North-Central Section - 50th Annual Meeting - 2016

Paper No. 26-7
Presentation Time: 10:25 AM

GEOMORPHOLOGY FOR GAME MASTERS – LANDSCAPE SCIENCE OUTREACH AT GEN CON


RICE-SNOW, Scott, Dept. of Geological Sciences, Ball State Univ, Muncie, IN 47306, ricesnow@bsu.edu

Gen Con, hosted annually in Indianapolis, is the largest tabletop game convention in North America, with more than 60,000 attending.Many of these enthusiasts are active members of roleplaying game (RPG) groups throughout the year, collaboratively telling adventure stories set in mountains, caves, and other natural settings, supported by game masters (GMs) who strive to provide detailed, dynamic, memorable settings and story elements. Gen Con provides a distinctive opportunity for informal education on natural landscape features and processes.

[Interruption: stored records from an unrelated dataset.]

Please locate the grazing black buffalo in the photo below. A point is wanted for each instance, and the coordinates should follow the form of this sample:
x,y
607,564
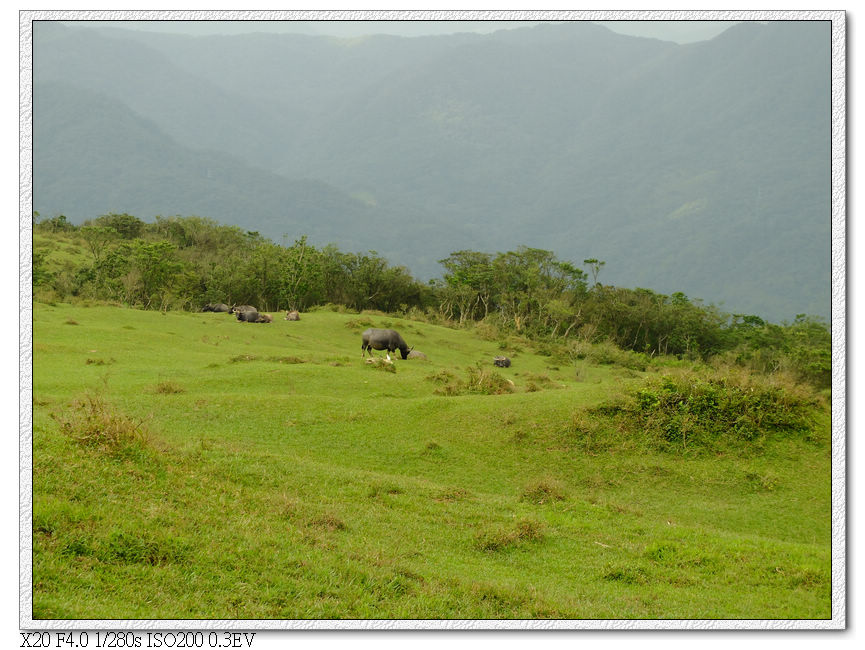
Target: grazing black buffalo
x,y
216,306
379,339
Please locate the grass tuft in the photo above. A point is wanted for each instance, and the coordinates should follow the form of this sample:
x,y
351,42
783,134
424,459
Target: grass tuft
x,y
91,422
543,492
503,538
168,388
478,381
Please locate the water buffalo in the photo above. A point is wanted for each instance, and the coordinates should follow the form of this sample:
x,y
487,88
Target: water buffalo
x,y
253,317
380,339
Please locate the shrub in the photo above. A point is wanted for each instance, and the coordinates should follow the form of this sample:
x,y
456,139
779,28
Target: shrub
x,y
696,412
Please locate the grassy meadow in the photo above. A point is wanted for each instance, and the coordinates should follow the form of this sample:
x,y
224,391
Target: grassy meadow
x,y
186,465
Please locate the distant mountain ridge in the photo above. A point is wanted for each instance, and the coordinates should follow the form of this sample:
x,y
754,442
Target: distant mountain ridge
x,y
702,168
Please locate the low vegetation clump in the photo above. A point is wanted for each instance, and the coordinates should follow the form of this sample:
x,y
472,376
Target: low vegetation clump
x,y
694,412
168,388
543,492
506,537
91,422
478,381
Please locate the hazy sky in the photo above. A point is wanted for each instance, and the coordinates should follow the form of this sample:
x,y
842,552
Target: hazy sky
x,y
677,31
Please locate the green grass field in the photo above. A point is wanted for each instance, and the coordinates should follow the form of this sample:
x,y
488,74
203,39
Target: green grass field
x,y
265,471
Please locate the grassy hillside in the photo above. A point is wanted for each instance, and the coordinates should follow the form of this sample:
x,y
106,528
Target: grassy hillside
x,y
190,466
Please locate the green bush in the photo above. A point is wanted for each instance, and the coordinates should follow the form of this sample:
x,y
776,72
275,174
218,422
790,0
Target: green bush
x,y
697,412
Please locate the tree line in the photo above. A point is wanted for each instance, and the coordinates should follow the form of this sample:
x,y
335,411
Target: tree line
x,y
186,262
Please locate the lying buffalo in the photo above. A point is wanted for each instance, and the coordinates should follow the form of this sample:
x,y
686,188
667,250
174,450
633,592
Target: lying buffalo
x,y
253,317
380,339
216,306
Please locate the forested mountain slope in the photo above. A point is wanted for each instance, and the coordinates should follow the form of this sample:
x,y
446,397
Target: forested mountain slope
x,y
702,168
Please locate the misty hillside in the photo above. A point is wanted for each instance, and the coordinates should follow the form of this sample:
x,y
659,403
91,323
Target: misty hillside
x,y
702,168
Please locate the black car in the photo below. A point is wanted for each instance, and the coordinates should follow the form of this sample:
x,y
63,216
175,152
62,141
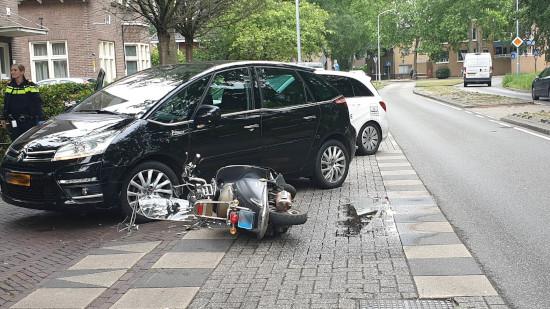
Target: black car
x,y
134,136
541,85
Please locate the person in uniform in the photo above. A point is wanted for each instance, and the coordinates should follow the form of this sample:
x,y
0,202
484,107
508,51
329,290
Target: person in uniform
x,y
22,103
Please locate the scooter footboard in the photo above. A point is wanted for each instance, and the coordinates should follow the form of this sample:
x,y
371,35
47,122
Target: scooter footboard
x,y
241,217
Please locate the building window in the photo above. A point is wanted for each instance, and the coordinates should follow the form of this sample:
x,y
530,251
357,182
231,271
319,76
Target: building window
x,y
461,54
107,60
138,57
49,60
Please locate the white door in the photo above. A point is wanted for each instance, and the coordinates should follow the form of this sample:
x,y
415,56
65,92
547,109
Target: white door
x,y
4,61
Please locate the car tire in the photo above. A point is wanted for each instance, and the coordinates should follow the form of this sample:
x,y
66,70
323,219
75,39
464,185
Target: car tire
x,y
535,97
286,218
150,171
331,165
290,189
369,139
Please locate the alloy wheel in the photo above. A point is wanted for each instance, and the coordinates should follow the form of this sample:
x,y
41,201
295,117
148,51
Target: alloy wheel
x,y
148,182
333,164
370,138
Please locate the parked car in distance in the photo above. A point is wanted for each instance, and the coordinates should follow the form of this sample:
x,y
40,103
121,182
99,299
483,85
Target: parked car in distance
x,y
477,69
541,85
64,80
367,110
133,137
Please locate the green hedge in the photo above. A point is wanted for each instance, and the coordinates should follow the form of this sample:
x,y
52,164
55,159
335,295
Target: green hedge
x,y
522,81
443,73
54,97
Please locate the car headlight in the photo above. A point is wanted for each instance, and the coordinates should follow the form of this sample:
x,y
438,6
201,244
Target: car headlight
x,y
85,147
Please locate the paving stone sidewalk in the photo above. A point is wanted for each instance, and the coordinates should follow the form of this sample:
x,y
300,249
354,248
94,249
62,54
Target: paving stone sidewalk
x,y
345,256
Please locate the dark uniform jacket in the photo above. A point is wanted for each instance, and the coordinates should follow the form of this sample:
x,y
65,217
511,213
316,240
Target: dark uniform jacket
x,y
23,104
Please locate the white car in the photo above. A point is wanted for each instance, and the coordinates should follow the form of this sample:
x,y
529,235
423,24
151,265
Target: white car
x,y
367,110
62,80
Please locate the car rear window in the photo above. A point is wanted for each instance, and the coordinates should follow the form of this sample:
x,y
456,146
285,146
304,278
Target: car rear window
x,y
320,89
342,84
359,89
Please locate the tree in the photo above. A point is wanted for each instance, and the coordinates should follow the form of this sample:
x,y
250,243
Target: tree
x,y
269,33
161,14
197,17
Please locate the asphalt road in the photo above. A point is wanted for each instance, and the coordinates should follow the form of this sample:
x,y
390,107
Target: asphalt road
x,y
492,181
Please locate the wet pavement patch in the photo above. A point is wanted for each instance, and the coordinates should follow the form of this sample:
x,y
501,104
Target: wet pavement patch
x,y
407,304
353,216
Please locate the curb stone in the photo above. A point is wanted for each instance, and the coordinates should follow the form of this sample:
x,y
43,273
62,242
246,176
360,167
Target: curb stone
x,y
526,124
442,100
514,121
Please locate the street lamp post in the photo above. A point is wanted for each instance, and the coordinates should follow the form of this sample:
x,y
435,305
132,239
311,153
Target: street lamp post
x,y
517,35
379,59
298,40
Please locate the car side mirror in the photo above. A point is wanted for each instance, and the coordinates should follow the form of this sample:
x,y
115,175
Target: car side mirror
x,y
207,115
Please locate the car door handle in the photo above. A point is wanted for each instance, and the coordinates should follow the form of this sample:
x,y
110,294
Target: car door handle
x,y
252,127
177,132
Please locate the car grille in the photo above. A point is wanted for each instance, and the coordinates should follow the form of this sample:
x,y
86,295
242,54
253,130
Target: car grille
x,y
31,156
42,189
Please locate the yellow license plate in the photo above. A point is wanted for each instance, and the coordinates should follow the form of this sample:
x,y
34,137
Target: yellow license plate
x,y
18,179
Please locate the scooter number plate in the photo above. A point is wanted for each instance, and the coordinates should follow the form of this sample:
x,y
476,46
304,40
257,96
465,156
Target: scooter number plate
x,y
246,220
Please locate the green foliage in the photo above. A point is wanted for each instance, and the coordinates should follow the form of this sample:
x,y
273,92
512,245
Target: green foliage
x,y
269,33
363,68
54,97
155,56
521,81
443,73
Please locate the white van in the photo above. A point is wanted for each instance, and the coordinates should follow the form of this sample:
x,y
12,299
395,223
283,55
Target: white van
x,y
478,69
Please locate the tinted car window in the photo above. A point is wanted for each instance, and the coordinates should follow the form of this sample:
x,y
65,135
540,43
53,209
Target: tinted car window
x,y
280,87
180,107
137,93
319,87
230,91
342,84
359,89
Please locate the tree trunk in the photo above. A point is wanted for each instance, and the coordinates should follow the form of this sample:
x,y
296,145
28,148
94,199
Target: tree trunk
x,y
188,48
415,61
168,52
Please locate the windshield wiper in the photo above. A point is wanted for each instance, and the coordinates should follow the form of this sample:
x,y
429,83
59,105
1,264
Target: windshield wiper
x,y
98,111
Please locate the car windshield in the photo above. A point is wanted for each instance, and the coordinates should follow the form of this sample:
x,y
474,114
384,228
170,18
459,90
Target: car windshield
x,y
135,94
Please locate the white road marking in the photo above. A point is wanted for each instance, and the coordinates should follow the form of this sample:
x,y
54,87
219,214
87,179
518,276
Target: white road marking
x,y
500,123
533,133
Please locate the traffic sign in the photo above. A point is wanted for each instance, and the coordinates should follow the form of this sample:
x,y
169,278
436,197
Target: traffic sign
x,y
517,42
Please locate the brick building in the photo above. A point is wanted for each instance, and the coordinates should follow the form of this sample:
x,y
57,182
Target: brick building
x,y
12,25
83,36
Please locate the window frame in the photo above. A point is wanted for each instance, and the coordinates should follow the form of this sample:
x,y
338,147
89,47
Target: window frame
x,y
306,92
111,73
49,57
142,57
249,105
177,92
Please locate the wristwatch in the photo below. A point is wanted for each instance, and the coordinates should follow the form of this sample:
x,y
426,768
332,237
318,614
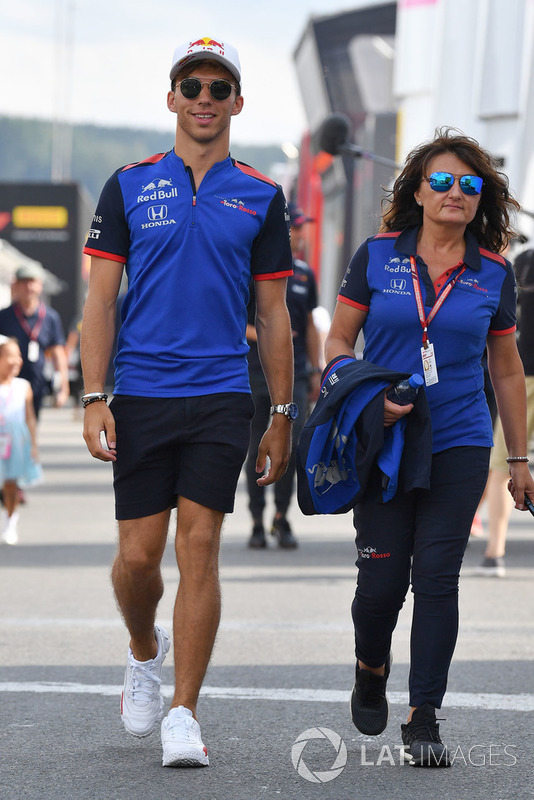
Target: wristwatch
x,y
291,410
93,397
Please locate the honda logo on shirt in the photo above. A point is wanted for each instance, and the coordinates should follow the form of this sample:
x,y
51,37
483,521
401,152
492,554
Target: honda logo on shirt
x,y
157,213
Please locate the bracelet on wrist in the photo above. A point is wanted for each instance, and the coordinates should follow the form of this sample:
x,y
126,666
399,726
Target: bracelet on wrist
x,y
93,397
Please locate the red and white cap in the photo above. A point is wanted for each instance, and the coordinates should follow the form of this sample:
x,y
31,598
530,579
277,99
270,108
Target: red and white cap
x,y
206,47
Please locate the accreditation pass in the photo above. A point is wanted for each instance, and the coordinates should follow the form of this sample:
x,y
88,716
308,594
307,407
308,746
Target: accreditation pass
x,y
430,371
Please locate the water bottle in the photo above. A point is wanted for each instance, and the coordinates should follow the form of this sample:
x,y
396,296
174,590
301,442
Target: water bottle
x,y
405,392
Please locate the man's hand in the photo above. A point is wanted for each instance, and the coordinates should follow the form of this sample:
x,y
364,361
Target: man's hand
x,y
99,419
394,412
275,445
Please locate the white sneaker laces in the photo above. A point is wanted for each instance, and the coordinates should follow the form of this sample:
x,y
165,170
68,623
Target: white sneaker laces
x,y
144,683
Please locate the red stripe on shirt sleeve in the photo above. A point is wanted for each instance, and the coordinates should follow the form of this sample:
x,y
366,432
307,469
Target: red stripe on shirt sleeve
x,y
150,160
503,333
253,172
352,303
101,254
493,256
270,276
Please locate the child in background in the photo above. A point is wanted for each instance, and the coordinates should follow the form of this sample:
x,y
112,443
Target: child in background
x,y
18,444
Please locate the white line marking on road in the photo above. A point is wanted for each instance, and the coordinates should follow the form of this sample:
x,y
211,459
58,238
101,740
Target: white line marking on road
x,y
479,700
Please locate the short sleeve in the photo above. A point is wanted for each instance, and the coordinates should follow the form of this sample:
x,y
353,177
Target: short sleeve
x,y
109,235
354,288
271,251
504,320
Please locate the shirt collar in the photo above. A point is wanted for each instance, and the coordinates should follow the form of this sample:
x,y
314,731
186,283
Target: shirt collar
x,y
407,243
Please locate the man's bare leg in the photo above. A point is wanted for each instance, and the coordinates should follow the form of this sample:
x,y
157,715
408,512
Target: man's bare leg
x,y
197,609
137,581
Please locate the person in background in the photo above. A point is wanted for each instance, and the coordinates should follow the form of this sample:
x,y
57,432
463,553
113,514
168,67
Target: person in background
x,y
499,502
18,441
197,226
38,329
301,298
429,292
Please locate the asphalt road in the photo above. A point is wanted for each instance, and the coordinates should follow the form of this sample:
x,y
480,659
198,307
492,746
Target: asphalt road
x,y
274,708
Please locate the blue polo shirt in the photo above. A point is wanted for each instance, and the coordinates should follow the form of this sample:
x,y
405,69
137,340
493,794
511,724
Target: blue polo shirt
x,y
482,302
189,253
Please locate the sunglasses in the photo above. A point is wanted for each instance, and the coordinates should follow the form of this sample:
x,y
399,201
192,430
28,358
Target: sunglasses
x,y
443,181
219,89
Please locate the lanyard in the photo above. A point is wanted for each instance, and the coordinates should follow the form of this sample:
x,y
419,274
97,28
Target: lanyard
x,y
34,332
425,321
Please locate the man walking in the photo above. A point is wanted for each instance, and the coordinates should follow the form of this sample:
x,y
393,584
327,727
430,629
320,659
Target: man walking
x,y
192,226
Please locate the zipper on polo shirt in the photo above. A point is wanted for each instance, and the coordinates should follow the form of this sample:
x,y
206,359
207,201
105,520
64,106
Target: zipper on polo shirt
x,y
194,190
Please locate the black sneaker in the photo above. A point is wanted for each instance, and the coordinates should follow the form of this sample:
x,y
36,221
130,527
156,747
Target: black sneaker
x,y
369,707
420,737
257,539
281,530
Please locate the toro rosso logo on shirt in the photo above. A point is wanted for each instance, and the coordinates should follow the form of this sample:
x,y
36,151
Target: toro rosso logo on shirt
x,y
397,286
236,203
161,189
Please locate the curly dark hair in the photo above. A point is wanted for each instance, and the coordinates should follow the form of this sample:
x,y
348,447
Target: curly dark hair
x,y
491,226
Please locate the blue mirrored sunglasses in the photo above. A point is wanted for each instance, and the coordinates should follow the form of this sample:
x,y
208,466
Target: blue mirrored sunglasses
x,y
443,181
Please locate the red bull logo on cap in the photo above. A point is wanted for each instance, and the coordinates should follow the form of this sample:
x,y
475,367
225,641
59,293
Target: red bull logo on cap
x,y
207,43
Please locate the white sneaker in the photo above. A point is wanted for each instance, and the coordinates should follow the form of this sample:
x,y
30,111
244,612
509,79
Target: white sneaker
x,y
141,700
181,740
9,528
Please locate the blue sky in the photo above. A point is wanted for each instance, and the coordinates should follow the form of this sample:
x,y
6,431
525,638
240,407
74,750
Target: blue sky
x,y
114,71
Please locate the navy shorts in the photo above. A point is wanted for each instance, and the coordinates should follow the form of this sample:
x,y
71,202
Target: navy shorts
x,y
192,447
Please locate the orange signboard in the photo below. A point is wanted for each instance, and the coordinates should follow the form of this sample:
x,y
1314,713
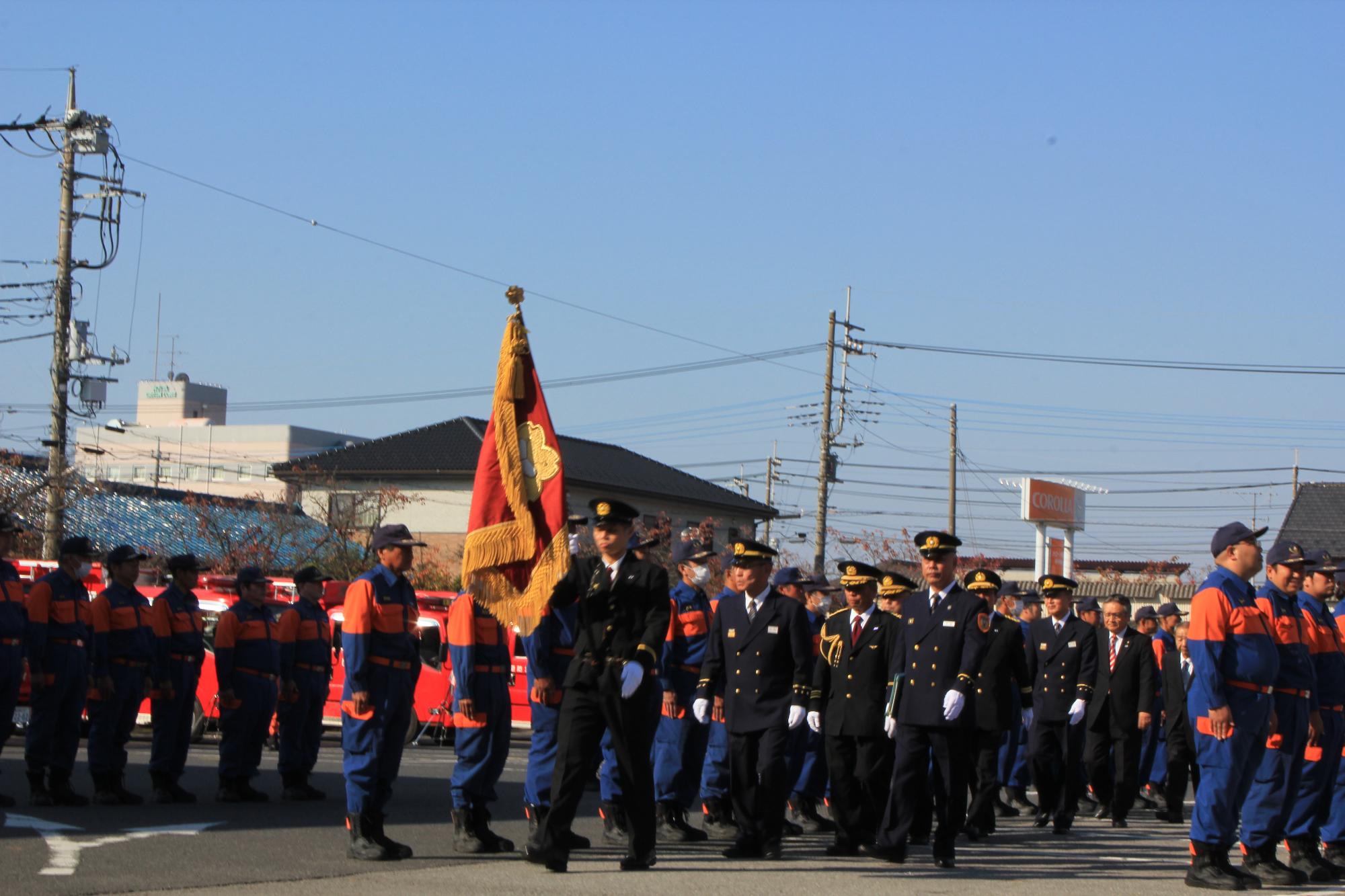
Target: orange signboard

The subject matter of geomorphology connects to practical development of RPG adventure environments at many levels.Diverse types of terrain set mood, alter line of sight, impede character movement, present unique hazards, and provide unexpected resources. Active surficial processes provide key story elements overtly (flash flood in arroyo) and subtly (treasure revealed by dune migration). Even in games with fantastic elements, acquaintance with real landscape diversity enriches variety, detail, context, and continuity of physical environment. Novel surroundings energize players, and natural processes offer metaphors for story themes.

Enrichment seminars for GMs are well attended at Gen Con, and I have found these to be an effective means to disseminate deeper understanding of landscape systems to them and to their gaming groups at home.2013-2015 seminars have focused on cave, desert, mountain, river, and shoreline settings, with seminar promotional text emphasizing variety of setting options, exotic terrain features, active surface processes, and distinctive challenges for adventurers. GMs attending are hungry for new scene ideas, intensive in note-taking, asking sharply focused practical questions, and several are familiar faces returning for new topics year by year. My other outreach activities at the convention have included joining world-building panels for writers and dissemination of a PDF book detailing story applications for specific field sites.

Emphasis on issues relevant to story and gameplay also returns unique perspectives to earth scientists. It gives new employment of discipline key concepts, calls for focus on terrain details and unique context of place, and emphasizes the time-varying character of natural sites.